Кукла (сборник)
Шуруп стал на ноги. Испарина мелкими бусинками осыпала редкий пушок на его верхней губе. Он снял шапку и вытер ею лицо. Из шапки шибануло распаренными волосами.
– Аж сердце захолонуло… – перевела дух проводница, толстая пожилая тетка, с трудом обтянутая черным казенным платьем. – Погляди: где тебя носило?
Шуруп посмотрел на ботинки. Они были облеплены вязкой лесной грязью.
– Весна! – улыбнулся Шуруп, уловив незлобивые нотки в ворчании проводницы.
– То-то – весна… С такими ногами в вагон не пущу.
– Я и тут постою.
– Погоди, веник вынесу.
Проводница ушла, и Шуруп, присев на корточки, принялся собирать цветы. Непослушными пальцами, все еще дрожавшими от гулких толчков сердца, он брал с пола нежные зеленоватые стебли с голубыми колокольцами и складывал в шапку.
Из двери высунулась проводница, бросила Шурупу веник.
– Руку больно нахлестала флажками?
Кисть правой руки тупо ныла, но Шуруп не сознался.
– Надо было ногой, каблуком. Сразу бы отцепился. С вами, сорваньем, иначе и нельзя. Долго ли до греха! А ну, покажи цветы-то. Я уж и забыла, какие они, подснежники.
Она запустила пухлую красную руку в Шурупову ушанку и бережно, будто новорожденного цыпленка-пуховичка, выгребла и положила на ладонь горстку подснежников.
– Ишь ты какие! Голубоглазые… Лесом пахнут! – по-девичьи обрадовалась старая проводница. – Что ж ты их в шапку-то складываешь? Пойдем, стаканчик дам.
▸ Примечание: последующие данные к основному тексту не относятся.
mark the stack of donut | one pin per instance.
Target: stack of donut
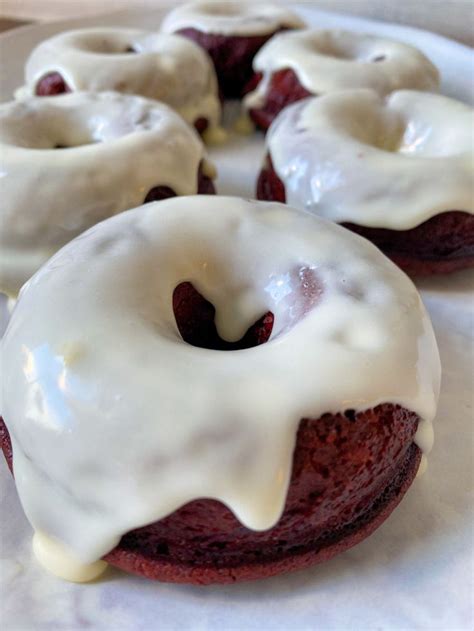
(209, 389)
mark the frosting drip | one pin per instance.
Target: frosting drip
(415, 159)
(117, 147)
(231, 18)
(115, 421)
(167, 68)
(327, 61)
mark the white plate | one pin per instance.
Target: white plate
(416, 571)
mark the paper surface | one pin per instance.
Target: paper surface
(415, 572)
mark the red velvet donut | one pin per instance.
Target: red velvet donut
(350, 470)
(442, 244)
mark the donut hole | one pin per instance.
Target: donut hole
(289, 298)
(345, 47)
(195, 319)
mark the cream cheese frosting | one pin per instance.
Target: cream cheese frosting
(167, 68)
(231, 18)
(118, 147)
(391, 162)
(329, 60)
(116, 422)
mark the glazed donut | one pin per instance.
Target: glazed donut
(405, 181)
(293, 66)
(70, 161)
(232, 33)
(163, 67)
(157, 417)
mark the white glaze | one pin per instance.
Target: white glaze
(116, 422)
(61, 562)
(326, 61)
(120, 146)
(393, 163)
(231, 18)
(167, 68)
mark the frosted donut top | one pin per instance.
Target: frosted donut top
(164, 67)
(392, 163)
(329, 60)
(118, 148)
(231, 18)
(116, 421)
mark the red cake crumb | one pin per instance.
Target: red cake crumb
(51, 84)
(158, 193)
(349, 472)
(440, 245)
(232, 56)
(283, 90)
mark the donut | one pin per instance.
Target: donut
(72, 160)
(158, 66)
(232, 33)
(253, 396)
(298, 64)
(404, 182)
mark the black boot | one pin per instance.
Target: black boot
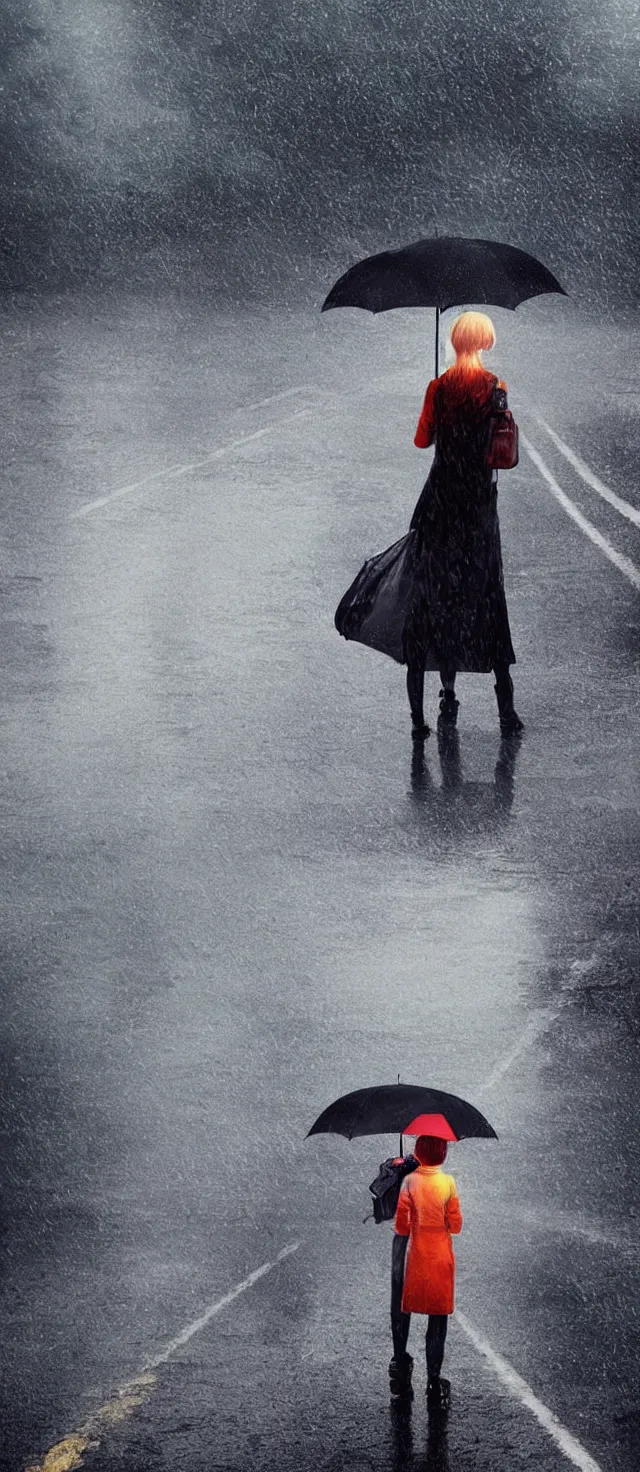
(415, 692)
(399, 1377)
(439, 1393)
(509, 720)
(449, 707)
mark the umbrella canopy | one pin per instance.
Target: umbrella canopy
(396, 1107)
(443, 271)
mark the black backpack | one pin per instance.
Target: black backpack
(386, 1188)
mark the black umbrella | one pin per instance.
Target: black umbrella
(443, 271)
(393, 1107)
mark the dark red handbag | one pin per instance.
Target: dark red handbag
(503, 434)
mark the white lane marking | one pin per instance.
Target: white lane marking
(171, 473)
(565, 1441)
(620, 561)
(626, 510)
(217, 1307)
(533, 1031)
(539, 1025)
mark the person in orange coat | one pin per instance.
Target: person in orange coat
(422, 1272)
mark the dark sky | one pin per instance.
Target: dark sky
(271, 137)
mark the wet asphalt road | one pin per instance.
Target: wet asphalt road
(231, 891)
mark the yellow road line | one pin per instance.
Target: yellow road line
(66, 1453)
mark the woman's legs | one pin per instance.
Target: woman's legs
(436, 1335)
(509, 720)
(448, 695)
(415, 692)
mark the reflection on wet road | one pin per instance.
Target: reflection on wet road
(234, 888)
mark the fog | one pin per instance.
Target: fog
(267, 143)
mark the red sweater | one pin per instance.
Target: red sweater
(425, 432)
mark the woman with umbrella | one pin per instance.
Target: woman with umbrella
(456, 611)
(428, 1212)
(436, 598)
(424, 1203)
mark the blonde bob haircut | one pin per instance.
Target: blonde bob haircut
(471, 334)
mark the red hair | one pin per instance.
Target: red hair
(430, 1150)
(471, 334)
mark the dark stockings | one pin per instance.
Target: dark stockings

Шуруп прошел в вагон, выбрал себе место за свободным столиком в проходе, поставил стакан с подснежниками, огляделся. После свежего лесного воздуха в вагоне было жарко, как в бане. Сквозь двойные, плохо протертые стекла в упор било неистовое апрельское солнце. Недвижно-пыльный столб света пролег через купе, резко высвечивая многослойную корявую охру полок. В этой духоте, будто шмель, запутавшийся в паутине, зудел репродуктор поездного радио.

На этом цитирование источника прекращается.